Nach dem Frühstück an diesem Morgen erwartete sie aber erstmal der ganz normale Tagesablauf. Sie wusch die Teller und den Rest des Geschirrs ab, ging danach die Hühner füttern und widmete sich dann der leidigen Aufgabe des Sauber machen. Sie hasste es zu fegen und Staub zu wischen, aber Adera bestand darauf, dass die Hütte sauber sein sollte. 'Kinder machen Dreck und darum machst du auch hier sauber.' War ihre Begründung als Lina sie einmal fragte, warum sie immer putzen musste. Also putzte Lina ergeben und fragte nie wieder nach dem Warum.

Erst als es schon fast Schlafenszeit war rief Adera Lina zu sich. Sie saß auf der Bank und winkte das Mädchen zu sich. Lina setzte sich auf den Boden vor der alten Frau und schaute sie erwartungsvoll an.
„Also Kind, du bist jetzt schon über 3 Jahre hier bei mir und es wird langsam Zeit, dass du mehr lernst, als nur Hausarbeiten.“ fing Adera langsam an. Sie war sich nicht ganz sicher wie viel sie Lina schon anvertrauen konnte, aber sie hatte beschlossen ihr wenigstens das Nötigste beizubringen. Sie sah Lina ernst ins Gesicht und traf eine Entscheidung. „Du weißt, was ich mache?“
Lina schüttelte den Kopf. Sie hatte keine Ahnung, was die alte Frau machte, dazu hütete Adera ihr Geheimnis viel zu gut. Wieder schien es so als hätte Adera gewusst, was Lina dachte, denn sie lachte einmal leise auf und fuhr dann fort. „Dachte ich mir das doch. Gut, das wirst du schon noch herausfinden. Ich habe dir aber gesagt, dass du etwas Neues lernst, also werde ich dir Lesen und Schreiben beibringen.“

Lina bekam große Augen. Das gefiel ihr. Von vereinzelten Besuchern aus dem Dorf hatte sie gehört, dass nur die Edelleute und Geistliche lesen und schreiben konnten. Sie fragte sich allerdings, warum die alte Frau das dann konnte. Sie war doch keine Edelfrau und eine Geistliche? Nein, das ganz bestimmt nicht. Lina sah sie weiter erwartungsvoll an, aber die alte Frau starrte durch sie durch.

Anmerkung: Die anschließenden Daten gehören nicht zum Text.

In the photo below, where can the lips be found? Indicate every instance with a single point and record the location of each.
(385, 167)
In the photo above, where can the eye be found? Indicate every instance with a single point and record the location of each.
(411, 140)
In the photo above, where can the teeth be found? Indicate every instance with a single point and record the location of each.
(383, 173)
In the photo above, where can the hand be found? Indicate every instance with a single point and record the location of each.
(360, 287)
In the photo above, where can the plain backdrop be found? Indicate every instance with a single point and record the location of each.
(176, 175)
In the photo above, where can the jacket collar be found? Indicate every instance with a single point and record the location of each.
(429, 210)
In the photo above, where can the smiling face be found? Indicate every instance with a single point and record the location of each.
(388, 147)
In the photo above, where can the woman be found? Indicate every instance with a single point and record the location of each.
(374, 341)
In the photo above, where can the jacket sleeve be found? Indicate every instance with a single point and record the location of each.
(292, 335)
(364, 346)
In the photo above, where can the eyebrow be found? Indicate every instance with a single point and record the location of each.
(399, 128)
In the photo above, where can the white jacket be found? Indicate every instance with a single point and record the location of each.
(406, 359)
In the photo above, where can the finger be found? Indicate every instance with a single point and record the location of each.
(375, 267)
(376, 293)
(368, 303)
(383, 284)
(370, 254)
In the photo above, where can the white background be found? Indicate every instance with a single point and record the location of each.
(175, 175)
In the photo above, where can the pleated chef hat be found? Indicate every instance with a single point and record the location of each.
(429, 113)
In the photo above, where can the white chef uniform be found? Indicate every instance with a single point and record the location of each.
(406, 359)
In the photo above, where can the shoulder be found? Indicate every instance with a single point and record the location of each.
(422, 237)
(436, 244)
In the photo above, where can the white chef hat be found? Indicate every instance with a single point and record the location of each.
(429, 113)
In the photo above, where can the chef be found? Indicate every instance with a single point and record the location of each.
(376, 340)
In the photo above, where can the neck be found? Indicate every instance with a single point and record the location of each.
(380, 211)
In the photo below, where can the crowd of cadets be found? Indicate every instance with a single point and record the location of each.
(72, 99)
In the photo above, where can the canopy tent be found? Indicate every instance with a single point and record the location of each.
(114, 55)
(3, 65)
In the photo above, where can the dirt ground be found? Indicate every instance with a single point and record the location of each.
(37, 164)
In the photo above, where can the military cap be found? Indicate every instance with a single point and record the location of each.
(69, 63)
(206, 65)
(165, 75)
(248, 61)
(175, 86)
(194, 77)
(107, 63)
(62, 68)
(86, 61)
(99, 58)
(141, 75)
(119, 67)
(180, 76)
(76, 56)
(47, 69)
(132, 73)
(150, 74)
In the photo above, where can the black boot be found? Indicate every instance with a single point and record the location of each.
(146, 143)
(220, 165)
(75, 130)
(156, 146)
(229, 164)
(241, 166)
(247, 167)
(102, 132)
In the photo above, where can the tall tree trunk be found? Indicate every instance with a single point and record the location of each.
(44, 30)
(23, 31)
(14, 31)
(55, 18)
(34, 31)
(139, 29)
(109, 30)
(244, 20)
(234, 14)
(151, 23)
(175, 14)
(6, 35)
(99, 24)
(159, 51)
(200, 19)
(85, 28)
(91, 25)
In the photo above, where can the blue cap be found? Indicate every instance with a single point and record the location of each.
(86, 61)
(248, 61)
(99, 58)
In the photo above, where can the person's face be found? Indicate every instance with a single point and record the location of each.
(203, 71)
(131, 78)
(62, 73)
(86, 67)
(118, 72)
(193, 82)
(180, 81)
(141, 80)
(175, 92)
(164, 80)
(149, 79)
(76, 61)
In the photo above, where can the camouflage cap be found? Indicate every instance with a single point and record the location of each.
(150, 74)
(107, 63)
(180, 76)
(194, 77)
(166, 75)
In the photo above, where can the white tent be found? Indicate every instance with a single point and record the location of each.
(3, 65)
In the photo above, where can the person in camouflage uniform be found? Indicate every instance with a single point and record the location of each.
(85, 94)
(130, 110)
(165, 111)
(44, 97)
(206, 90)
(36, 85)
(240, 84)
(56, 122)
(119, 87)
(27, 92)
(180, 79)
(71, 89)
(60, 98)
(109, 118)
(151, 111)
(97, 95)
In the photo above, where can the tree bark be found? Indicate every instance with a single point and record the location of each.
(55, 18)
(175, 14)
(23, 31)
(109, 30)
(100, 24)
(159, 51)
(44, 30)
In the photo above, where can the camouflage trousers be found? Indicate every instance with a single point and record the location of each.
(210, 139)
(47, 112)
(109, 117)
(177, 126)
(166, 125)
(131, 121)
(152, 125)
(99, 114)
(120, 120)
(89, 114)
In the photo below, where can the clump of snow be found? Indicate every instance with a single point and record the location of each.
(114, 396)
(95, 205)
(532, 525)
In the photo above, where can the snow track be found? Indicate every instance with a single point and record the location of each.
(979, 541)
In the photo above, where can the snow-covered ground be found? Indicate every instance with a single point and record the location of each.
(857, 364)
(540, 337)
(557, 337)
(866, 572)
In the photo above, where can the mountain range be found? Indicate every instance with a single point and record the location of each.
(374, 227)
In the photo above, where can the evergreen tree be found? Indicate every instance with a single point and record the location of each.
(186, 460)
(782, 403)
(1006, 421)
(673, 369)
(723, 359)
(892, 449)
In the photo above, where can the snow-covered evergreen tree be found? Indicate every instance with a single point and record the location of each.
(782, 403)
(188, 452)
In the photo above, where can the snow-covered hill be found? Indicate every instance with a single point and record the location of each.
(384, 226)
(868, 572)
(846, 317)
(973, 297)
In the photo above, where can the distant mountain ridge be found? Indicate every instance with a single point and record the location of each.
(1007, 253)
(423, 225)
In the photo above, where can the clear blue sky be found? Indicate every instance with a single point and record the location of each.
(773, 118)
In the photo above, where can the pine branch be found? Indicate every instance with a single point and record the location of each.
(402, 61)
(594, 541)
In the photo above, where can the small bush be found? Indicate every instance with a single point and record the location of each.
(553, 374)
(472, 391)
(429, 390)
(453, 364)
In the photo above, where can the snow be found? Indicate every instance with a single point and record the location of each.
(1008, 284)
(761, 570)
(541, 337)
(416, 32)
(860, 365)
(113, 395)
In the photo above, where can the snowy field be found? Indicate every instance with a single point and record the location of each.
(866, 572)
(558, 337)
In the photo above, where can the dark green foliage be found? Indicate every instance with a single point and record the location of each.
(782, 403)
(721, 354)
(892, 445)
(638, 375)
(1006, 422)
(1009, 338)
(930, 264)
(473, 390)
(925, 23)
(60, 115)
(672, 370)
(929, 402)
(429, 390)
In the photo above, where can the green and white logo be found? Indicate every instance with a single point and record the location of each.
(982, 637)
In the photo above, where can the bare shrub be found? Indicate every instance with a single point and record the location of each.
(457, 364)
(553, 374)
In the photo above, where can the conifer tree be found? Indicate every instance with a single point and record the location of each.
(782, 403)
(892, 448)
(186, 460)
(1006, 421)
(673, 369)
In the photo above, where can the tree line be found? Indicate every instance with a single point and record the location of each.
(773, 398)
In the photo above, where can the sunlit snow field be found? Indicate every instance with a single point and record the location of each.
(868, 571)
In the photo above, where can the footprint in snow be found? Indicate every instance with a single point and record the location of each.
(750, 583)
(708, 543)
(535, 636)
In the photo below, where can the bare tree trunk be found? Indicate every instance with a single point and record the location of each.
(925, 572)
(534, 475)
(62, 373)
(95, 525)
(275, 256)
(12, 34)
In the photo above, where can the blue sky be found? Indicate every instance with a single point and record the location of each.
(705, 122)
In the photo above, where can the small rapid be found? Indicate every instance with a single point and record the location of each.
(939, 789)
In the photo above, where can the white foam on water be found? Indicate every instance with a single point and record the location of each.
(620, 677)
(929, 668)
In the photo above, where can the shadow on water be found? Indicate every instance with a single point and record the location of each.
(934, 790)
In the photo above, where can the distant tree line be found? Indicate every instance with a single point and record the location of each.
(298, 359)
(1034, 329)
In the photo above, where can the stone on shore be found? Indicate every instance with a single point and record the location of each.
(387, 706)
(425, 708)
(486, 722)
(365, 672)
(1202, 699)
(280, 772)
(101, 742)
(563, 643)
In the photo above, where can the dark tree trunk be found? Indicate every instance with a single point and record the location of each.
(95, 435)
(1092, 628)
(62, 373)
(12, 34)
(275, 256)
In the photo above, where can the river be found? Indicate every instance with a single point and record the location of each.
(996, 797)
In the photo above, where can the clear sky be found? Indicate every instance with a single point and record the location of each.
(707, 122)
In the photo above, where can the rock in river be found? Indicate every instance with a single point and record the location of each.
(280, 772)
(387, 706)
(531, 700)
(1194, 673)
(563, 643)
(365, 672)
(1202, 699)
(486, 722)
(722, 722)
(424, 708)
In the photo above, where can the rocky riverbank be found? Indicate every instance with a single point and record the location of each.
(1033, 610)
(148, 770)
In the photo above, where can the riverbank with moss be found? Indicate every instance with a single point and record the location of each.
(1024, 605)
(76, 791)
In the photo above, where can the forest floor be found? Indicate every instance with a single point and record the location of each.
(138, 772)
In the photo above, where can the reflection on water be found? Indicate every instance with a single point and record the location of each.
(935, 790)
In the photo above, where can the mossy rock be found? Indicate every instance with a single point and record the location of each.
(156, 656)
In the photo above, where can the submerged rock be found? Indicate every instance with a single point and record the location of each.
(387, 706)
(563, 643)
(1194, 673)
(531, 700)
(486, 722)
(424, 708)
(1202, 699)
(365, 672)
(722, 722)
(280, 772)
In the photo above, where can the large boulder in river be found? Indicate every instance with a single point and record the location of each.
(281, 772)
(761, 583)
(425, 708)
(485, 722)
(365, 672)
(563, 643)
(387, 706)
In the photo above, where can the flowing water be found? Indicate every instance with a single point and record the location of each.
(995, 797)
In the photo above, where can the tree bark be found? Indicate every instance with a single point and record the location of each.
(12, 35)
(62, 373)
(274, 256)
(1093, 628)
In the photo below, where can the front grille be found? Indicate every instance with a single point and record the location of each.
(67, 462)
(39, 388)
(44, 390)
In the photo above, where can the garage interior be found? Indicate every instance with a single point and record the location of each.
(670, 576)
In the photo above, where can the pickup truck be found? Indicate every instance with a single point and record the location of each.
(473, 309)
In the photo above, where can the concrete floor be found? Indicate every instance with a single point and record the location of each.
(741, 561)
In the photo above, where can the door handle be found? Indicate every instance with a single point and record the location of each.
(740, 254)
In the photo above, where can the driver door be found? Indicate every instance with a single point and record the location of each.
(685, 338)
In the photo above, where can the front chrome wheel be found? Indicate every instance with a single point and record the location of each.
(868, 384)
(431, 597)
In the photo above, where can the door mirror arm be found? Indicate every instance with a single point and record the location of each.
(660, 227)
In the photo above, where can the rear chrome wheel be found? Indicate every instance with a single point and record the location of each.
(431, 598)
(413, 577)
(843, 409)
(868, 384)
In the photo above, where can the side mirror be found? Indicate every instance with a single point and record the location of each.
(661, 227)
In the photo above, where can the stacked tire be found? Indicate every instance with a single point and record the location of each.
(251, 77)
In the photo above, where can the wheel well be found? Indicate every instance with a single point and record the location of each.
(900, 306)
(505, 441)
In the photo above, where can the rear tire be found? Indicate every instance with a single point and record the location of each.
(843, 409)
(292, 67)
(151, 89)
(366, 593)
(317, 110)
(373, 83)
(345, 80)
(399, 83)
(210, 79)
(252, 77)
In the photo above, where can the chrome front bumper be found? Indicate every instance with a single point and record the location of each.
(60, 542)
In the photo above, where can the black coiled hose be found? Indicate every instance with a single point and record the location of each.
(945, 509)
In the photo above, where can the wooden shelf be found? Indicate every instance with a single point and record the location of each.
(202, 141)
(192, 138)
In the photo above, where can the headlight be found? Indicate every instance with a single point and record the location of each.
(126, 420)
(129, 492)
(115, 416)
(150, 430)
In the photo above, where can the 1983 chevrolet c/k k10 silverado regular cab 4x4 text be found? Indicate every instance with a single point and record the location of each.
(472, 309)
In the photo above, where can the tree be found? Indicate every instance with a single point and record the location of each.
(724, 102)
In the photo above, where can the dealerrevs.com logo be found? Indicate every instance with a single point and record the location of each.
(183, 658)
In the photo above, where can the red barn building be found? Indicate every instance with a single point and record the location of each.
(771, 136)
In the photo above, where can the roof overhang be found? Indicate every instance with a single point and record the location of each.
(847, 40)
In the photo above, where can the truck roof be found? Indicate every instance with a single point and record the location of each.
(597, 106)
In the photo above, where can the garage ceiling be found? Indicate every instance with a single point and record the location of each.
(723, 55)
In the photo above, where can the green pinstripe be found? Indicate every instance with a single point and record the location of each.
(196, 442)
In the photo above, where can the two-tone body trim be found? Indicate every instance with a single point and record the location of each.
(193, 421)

Sie traute sich nicht zu fragen, wann es denn los ginge mit dem Unterricht, aber sie wollte auch nicht aufstehen.
Erst nach einer Weile schien sich Adera zu erinnern, dass Lina immer noch vor ihren Füßen saß. „Nun geh schon endlich ins Bett. Heute fangen wir nicht mehr an.“ Lina seufzte leise, etwas enttäuscht, aber sie ging ohne zu zögern schlafen.

Am nächsten Morgen erwachte sie erfrischt und voller Tatendrang. Sie konnte kaum erwarten, endlich die erste Lese- und Schreiblektion zu lernen. Wie immer bereitete sie das Frühstück zu und während des Essens sah sie Adera immer wieder von der Seite an, bis diese ihr sagte, sie soll doch woanders hinschauen. Auch der Rest des Tages verlief genauso wie der Tag zuvor und Lina wurde langsam ungeduldig. Erst am späten Nachmittag rief Adera sie zu sich. Sie hatte sich das mit einem Buch am Esstisch bequem gemacht und Lina setzte sich neben sie.
Binnen kurzer Zeit war Lina gefangen von all den schönen Buchstaben. Sie war mit solch einem Eifer dabei, als würde sie noch am gleichen Tag alles lernen wollen. Nur mit Mühe konnte Adera sie bremsen, sonst hätte Lina noch bis tief in die Nacht weiter gelernt. Selbst in der Nacht träumte sie von Buchstaben und all den tollen Dingen, die sie verkörperten.

Selbst Adera musste ein paar Mal über den Eifer von Lina lächeln, aber sie tat es nur dann, wenn das Mädchen nicht hinschaute. Schließlich war sie davon überzeugt, dass das Mädchen nicht nur fleißig sondern auch ziemlich klug war. Sie warf all ihre vorherigen Pläne über den Haufen und beschloss dem Kind doch zu verraten wer sie war und was sie Lina lernen wollte. Sorgfältig legte sie einige Bücher auf den Tisch, als das Mädchen schon fest schlief. Sie war davon überzeugt, dass Lina von selbst darauf kommen würde, wenn sie ihr die richtigen Hinweise geben würde. Also legte sie ein paar alte Schriften auf den Tisch, die sich mit ihrer Kunst befassten und ging dann selbst schlafen.